Ciò comporta, è bene dirlo con altrettanta chiarezza,  che a fronte della nostra cospicua quota annuale di partecipazione arricchita dalla quota di interessi sui prestiti, vi sarà una corrispondente diminuzione dei relativi “aiuti e sussidi” di ritorno.

Ma non solo, continuo a sostenere una certa “astrattezza” dell’ effettivo finanziamento in quanto l’ Italia, come gli altri Paesi, deve predisporrete un apposito piano triennale “Recovery Plan nazionale” (2021-2023) da presentarsi a Bruxelles in autunno secondo il consueto “ciclo economico europeo”,  il quale anche se giudicato idoneo, dovrà poi necessariamente essere riesaminato e adattato, ove necessario, nel 2022 per tenere conto della ripartizione definitiva dei fondi per il 2023. Per inciso il piano dovrà essere in linea con le raccomandazioni della Commissione, la quale lo valuterà entro due mesi dalla presentazione (quindi novembre-dicembre) ed il relativo punteggio dovrà ottenersi sulla base dei criteri della coerenza del piano stesso con le raccomandazioni specifiche date Paese per Paese e che per quanto riguarda l’Italia riguardano un riforma strutturale della giustizia, del fisco e del lavoro (leggasi pensioni), così come anche l’effettivo contributo alla transizione verde e digitale. Che dire …..un gioco da ragazzi.

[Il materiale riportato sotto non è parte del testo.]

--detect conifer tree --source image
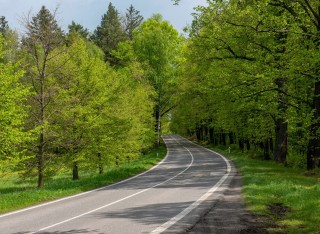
[23,6,64,188]
[124,5,143,40]
[92,2,127,63]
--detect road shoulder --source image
[186,172,268,234]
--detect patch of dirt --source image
[187,173,278,234]
[267,203,291,219]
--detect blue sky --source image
[0,0,206,32]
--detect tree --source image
[0,35,30,174]
[133,15,181,144]
[92,2,127,63]
[124,5,143,40]
[23,6,64,188]
[68,21,89,39]
[0,16,9,36]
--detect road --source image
[0,135,233,234]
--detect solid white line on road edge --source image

E’ così che detto piano sicuramente carente (figuriamoci affrontare oggi le riforme strutturali richieste), su proposta della Commissione, dovrà essere trasmesso al Consiglio dei Ministri economici  (il cosiddetto Ecofin per intendersi) che dovrebbero approvarlo a maggioranza qualificata.

Non appare allora chiaro se l’ aver ottenuto la rinuncia del voto all’unanimità per le delibere del Consiglio dei Ministri a beneficio del non meno famigerato voto per maggioranza qualificata (due terzi?) sia stato poi un buon affare visto che basterà il voto di pochi Paesi potrà bloccare tutto. E  non sarà certo difficile far rilevare dai Paesi interessati come vi siano  “gravi scostamenti dal soddisfacente conseguimento dei pertinenti target intermedi e finali” e chiedere quindi di portare la questione al Consiglio europeo con buona pace delle odierne dichiarazioni di vittoria.

“E’ una resa mani e piedi senza condizioni” o anche “tagli a cambio zero: con cui si torna a casa con meno sussidi e più condizionalità”  è stato detto….e credo non siano lontani dal vero visto che i Paesi nordici ottengono il ridimensionamento del Recovery Fund e  mantengono, anzi incrementano,  privilegi inaccettabili e anacronistici mentre per il nostro Paese è vero che conserva un livello accettabile di sussidi a fondo perduto, ma in compenso rischia  di perdere come detto sopra, molti miliardi su altre voci del bilancio pluriennale e che per spenderli ci sarà da passare tra le  forche caudine della troika; non si chiama ‘diritto di veto’ ma il ‘super freno di emergenza’ …cambiano i termini ma il senso delle cose è lo stesso.

Di qui il rischio di un inaccettabile commissariamento delle scelte di politica economica alla faccia di una pretesa “sovranità” che, ricordano i costituzionalisti,  unitamente al “territorio” e al “popolo” dovrebbe essere tra i presupposti cardine per l’ esistenza stessa dello Stato.

Dispiace dirlo, ma negare questo rammenta troppo la manzoniana memoria dei famosi tre capponi che litigavano tra di loro mentre venivano recapitati per essere passati in padella da un timido Renzo al famigerato azzecca garbugli di turno.  La storia di Renzo e Lucia ed il loro matrimonio  finì (forse) bene per loro, ma di sicuro i capponi fecero una brutta fine.